Niobium(V) oxynitrate
- Names: Other names Niobyl nitrate; Niobium oxytrinitrate;

Identifiers
- CAS Number: 100456-47-1;
- 3D model (JSmol): Interactive image;
- EC Number: 623-412-8;

Properties
- Chemical formula: NbO(NO_{3})_{3}
- Molar mass: 294.92 g/mol
- Appearance: White solid
- Melting point: 120 °C (248 °F; 393 K) (decomposes)
- Solubility in water: Reacts
- Solubility: Slightly soluble in diethyl ether, MeCN, and benzene

Structure
- Crystal structure: Tetragonal
- Hazards: GHS labelling:
- Pictograms: GHS03: Oxidizing GHS07: Exclamation mark
- Signal word: Danger
- Hazard statements: H272, H315, H319, H335

Related compounds
- Other anions: Niobium oxychloride
- Other cations: Vanadyl nitrate

= Niobium(V) oxynitrate =

Niobium(V) oxynitrate is an inorganic compound with the proposed formula NbO(NO_{3})_{3}.

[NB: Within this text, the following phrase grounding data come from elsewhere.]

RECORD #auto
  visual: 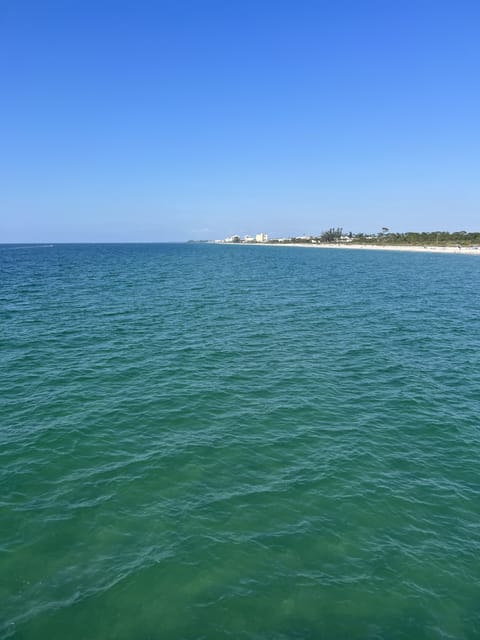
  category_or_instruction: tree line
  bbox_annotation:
[351,230,480,246]
[271,228,480,246]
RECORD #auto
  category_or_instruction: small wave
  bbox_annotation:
[0,244,54,250]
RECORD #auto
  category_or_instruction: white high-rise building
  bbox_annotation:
[255,233,268,243]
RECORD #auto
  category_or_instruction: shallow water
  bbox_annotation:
[1,243,479,639]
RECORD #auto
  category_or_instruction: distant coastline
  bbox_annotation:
[203,229,480,255]
[221,242,480,256]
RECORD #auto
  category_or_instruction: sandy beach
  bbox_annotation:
[257,243,480,255]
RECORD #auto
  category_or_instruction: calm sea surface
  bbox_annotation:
[1,243,479,639]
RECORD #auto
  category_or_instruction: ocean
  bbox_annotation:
[1,243,479,639]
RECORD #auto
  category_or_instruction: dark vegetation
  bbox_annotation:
[271,228,480,246]
[352,230,480,246]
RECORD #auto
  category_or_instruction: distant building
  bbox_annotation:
[244,235,255,243]
[225,235,241,243]
[255,233,268,243]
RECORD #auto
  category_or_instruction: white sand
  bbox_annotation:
[257,243,480,255]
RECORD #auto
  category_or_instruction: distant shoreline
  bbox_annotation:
[220,242,480,256]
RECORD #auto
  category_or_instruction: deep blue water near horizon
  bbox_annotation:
[1,243,479,639]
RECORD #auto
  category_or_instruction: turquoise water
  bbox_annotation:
[1,243,479,639]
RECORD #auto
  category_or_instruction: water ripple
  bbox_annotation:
[1,244,480,639]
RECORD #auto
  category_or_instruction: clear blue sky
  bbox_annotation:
[1,0,479,242]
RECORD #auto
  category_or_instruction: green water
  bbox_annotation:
[1,243,479,639]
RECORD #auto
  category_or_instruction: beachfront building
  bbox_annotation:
[255,233,268,243]
[244,235,255,243]
[224,235,241,243]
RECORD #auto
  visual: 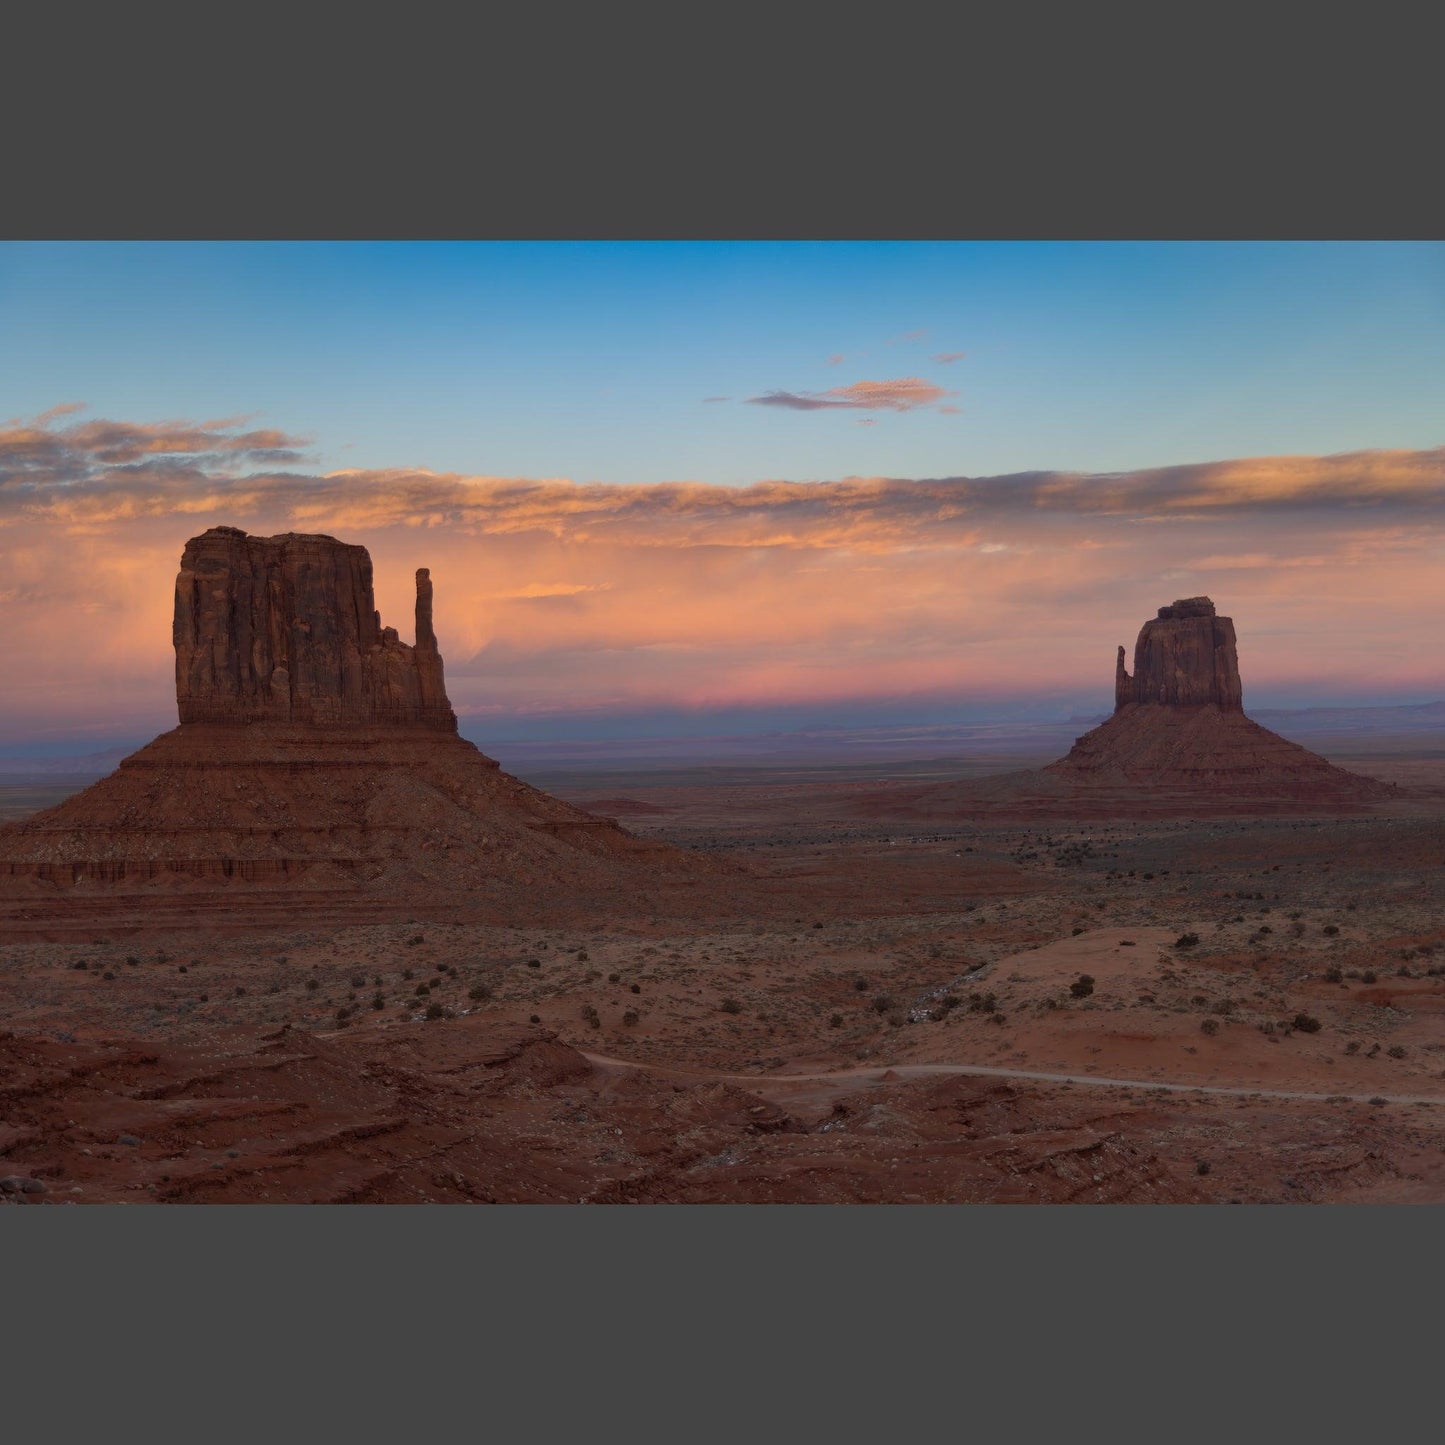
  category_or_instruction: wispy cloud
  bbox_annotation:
[1,408,1441,741]
[747,377,953,414]
[34,402,89,425]
[701,395,731,403]
[886,328,929,345]
[932,352,966,364]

A single publication claims that niobium pentachloride and dinitrogen pentoxide react in anhydrous nitric acid at 30 °C to give niobium(V) oxynitrate and a nitryl chloride byproduct:
NbCl5 + 4N2O5 -> NbO(NO3)3 + 5NO2Cl
The synthesis is quite solvent-dependent. The same reagents in acetonitrile instead form a (acetonitrile)niobium(V) dioxynitrate complex.